As part of 20 big updates to Creative Cloud being unveiled today at its Max 2014 event, Adobe has Adobe Brush CC, a beautifully simple app for creating Photoshop and Illustrator brushes from photos captured on your mobile.
"Brush is a universal app for iPad and iPhone that let's you capture images and turn them into brushes that can be used in Photoshop," explains says Scott Morris, senior marketing director, Creative Cloud and Creative Suite at Adobe.
"It's pretty limitless what you can do; anything you can capture with your camera, you can turn into a brush."
Driven by Libraries
All this is driven by Adobe's new Creative Cloud Libraries, which are accessible across all supported devices. The concept of the Creative Profile - which enables you to access fonts, libraries, files, colour palettes etc. across desktop, mobile and the web - is threaded through all Adobe's new launches, and none more so than in Adobe Brush.
"To get started all I need to do is open Brush, and select my camera as a source," says Morris. "Photoshop Sketch doesn't have a charcoal tool, but we can easily make one now using Brush. I simply create a charcoal mark on a piece of paper, take of photo of it, and Brush then creates a repeating pattern."
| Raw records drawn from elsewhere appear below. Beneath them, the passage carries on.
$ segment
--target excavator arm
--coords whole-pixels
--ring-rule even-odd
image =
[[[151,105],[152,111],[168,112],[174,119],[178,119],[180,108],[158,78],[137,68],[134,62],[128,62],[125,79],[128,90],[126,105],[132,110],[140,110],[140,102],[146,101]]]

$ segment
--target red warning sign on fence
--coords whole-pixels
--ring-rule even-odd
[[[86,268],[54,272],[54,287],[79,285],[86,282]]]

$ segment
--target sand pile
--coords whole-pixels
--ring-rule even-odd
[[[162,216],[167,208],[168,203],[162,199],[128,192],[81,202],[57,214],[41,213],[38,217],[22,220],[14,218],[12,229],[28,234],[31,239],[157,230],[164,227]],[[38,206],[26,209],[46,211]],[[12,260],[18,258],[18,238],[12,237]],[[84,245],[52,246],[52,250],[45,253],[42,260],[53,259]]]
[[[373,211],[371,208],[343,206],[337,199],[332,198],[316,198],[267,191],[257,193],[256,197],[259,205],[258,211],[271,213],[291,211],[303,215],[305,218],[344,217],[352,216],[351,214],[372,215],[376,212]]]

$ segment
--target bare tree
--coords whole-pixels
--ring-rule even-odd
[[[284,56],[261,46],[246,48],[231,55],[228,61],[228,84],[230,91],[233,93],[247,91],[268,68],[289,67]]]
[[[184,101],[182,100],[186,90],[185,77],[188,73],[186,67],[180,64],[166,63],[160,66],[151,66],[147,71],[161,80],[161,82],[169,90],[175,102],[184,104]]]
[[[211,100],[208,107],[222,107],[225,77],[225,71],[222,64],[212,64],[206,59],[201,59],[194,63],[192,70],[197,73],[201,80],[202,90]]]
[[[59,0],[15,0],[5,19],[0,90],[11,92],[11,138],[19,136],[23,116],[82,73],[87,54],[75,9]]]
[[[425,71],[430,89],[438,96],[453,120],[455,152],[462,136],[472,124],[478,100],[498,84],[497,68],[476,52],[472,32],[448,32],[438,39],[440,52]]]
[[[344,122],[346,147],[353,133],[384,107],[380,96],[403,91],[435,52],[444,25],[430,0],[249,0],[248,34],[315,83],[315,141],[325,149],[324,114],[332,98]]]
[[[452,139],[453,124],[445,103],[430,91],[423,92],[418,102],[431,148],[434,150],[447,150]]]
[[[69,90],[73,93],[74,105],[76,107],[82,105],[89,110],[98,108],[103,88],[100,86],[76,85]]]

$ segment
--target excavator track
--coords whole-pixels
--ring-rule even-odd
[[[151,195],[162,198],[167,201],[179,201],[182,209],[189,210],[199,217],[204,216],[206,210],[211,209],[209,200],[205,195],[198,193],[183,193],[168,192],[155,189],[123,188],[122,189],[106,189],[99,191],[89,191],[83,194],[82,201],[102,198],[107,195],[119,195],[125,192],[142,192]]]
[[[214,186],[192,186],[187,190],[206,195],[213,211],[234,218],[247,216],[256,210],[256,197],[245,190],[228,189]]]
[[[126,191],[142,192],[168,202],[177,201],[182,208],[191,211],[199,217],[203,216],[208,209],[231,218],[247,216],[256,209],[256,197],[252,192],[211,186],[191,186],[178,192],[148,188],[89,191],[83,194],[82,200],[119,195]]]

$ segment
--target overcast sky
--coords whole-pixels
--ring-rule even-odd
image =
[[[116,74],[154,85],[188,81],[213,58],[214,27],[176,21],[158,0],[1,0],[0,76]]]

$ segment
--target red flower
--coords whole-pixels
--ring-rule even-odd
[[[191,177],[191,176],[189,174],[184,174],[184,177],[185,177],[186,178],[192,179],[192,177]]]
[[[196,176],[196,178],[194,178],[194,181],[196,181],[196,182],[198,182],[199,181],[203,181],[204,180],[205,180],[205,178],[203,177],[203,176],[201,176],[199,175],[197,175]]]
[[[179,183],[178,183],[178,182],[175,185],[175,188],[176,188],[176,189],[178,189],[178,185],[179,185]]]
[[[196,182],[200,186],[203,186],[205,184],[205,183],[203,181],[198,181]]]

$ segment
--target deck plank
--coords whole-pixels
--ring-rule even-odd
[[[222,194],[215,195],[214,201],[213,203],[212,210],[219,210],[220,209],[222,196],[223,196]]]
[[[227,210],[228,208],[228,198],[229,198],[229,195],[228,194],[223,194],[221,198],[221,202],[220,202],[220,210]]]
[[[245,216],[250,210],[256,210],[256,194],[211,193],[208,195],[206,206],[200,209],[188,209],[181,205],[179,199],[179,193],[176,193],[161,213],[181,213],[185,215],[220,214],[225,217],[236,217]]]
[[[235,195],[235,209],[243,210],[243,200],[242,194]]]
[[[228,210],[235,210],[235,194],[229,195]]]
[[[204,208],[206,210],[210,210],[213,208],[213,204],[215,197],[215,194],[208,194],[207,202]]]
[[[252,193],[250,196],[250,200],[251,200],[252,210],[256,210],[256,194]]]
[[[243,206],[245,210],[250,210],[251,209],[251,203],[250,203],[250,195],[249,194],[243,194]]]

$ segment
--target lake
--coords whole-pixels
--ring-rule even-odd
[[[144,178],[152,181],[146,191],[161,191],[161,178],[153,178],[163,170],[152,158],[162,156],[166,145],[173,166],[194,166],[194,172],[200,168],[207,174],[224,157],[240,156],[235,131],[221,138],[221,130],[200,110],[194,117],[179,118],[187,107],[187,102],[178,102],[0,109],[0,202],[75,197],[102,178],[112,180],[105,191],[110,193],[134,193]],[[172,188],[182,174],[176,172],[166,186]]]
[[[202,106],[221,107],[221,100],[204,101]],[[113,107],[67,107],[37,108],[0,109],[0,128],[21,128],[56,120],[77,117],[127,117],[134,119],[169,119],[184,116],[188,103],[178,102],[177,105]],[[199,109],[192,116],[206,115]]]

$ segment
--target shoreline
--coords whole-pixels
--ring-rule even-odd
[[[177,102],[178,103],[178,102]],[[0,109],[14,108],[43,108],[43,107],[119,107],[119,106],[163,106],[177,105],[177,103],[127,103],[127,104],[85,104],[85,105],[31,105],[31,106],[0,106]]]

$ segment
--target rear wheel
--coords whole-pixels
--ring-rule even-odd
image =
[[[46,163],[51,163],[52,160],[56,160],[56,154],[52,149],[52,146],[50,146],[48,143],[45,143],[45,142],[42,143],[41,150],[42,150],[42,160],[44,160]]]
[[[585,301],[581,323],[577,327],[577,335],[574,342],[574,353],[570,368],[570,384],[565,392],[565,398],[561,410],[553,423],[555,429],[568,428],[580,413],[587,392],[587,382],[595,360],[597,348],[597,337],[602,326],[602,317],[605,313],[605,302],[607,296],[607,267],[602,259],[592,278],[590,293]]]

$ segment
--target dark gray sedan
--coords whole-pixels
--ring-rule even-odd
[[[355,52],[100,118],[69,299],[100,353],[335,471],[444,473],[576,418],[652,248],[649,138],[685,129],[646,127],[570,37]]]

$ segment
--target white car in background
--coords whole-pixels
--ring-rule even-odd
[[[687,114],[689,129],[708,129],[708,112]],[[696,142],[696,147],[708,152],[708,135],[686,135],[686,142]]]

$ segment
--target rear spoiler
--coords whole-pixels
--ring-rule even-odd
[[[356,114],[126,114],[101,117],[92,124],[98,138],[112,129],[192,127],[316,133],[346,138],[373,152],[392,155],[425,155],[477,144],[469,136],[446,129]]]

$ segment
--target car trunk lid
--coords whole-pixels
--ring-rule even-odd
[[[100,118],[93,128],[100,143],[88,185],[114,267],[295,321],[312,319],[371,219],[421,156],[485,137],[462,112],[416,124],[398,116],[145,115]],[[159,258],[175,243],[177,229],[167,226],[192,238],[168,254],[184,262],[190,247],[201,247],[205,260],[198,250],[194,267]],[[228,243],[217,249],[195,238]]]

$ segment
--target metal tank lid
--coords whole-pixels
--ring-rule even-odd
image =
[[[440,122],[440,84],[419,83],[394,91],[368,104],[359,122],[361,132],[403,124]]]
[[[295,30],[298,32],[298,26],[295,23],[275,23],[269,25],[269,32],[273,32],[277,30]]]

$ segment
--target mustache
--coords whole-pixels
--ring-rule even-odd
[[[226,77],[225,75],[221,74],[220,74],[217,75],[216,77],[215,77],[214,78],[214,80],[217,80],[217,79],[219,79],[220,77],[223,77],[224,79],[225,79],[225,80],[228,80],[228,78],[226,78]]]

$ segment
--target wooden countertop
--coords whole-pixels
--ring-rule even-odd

The end result probably won't be perfect, but it's easy to crop out noise, make colour adjustments, and set a head, body and tail within seconds, using sliders in the settings. And you can go even further in the Refine section, enabling you to knock out backgrounds.
Synced in the Cloud
The Brush will then sync across Creative Cloud, and be made available in supported apps (such as Photoshop, Illustrator and Photoshop Sketch on the iPad), where you can make even more adjustments.
"You're only limited by your imagination, and what you can capture on your camera," concludes Morris.
Adobe Brush CC is expected to be available to Creative Cloud members by the end of the day.